Enfin, la CNDP envisage d’intégrer des dispositifs de certification pour les technologies basées sur l’IA. Ces certifications viseraient à garantir qu’un algorithme respecte non seulement la législation, mais également des critères éthiques. Ce projet s’inscrit dans une vision à long terme où le Maroc pourrait devenir un modèle en matière de régulation des nouvelles technologies.

GAFAM : coopération internationale et Stratégie nationale sont la clé

Face à la domination des GAFAM, quelle est la position du Maroc ? Omar Seghrouchni révèle que des discussions sont en cours avec Facebook pour aligner leurs pratiques sur les lois marocaines. « Le Maroc peut devenir un hub entre l’Europe et l’Afrique, et cette position géostratégique nous permet de peser dans les discussions internationales », affirme-t-il. Cependant, il reconnaît que la bataille est complexe, notamment en raison du poids économique et technologique de ces géants.

La CNDP plaide pour une approche collective en collaborant étroitement avec l’Union européenne. « Plus de 53 % de nos échanges économiques se font avec l’Europe. Il est donc logique de s’appuyer sur leurs règlements pour renforcer notre propre cadre juridique », explique Seghrouchni. Cette coopération vise à créer un front commun face aux abus des plateformes technologiques.

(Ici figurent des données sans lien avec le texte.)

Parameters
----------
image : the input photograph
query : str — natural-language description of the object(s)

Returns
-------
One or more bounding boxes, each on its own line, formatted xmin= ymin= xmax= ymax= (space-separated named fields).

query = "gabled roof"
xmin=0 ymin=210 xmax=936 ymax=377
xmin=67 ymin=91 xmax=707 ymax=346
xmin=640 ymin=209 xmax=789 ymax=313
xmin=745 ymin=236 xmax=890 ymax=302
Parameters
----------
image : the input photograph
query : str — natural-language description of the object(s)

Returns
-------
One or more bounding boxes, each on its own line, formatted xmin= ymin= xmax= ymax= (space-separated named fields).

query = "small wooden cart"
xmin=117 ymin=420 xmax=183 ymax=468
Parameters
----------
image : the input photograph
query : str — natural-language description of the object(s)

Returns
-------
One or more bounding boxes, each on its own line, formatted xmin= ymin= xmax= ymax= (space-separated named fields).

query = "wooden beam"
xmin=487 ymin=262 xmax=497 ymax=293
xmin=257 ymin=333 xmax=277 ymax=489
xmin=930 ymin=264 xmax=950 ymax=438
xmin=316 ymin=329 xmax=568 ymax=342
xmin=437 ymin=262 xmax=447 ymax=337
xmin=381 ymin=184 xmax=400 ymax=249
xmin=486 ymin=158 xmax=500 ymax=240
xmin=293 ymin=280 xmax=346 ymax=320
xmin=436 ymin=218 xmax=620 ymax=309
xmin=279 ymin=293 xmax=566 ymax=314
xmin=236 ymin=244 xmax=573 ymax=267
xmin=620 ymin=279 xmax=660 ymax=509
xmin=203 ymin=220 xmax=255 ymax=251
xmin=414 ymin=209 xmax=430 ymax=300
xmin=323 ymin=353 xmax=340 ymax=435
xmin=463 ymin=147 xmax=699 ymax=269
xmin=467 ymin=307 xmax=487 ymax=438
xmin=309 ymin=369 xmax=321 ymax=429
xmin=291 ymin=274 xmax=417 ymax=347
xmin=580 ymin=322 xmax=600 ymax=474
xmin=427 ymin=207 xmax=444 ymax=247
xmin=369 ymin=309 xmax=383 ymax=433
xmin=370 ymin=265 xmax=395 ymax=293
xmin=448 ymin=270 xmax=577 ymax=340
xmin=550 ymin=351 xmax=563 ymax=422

Seghrouchni met également en lumière l’importance de la coopération Sud-Sud. « Nos liens avec l’Afrique nous permettent d’échanger sur les bonnes pratiques et d’aider d’autres pays à structurer leur régulation », explique-t-il. Dans cette dynamique, le Maroc se positionne comme un acteur central pour équilibrer les relations numériques entre les grandes puissances et le continent africain.

Souveraineté numérique : la CNDP sensibilise !

La stratégie nationale, notamment Morocco Digital 2030, soulève aussi des questions d’éthique et de souveraineté. Seghrouchni rappelle que « pour vivre digital, il faut respirer protection des données ». Selon lui, chaque initiative numérique doit inclure une réflexion autour de l’impact des technologies sur les droits des citoyens. Il plaide pour un écosystème technologique qui favorise l’émergence de startups tout en respectant les règles de conformité internationale.

Par ailleurs, la CNDP travaille à sensibiliser les décideurs politiques à l’importance de la souveraineté numérique. « L’enjeu n’est pas seulement économique. Il s’agit aussi de préserver notre indépendance face aux géants technologiques », insiste-t-il. Le Maroc pourrait ainsi devenir un modèle de résilience numérique, en s’appuyant sur ses atouts géopolitiques et son capital humain.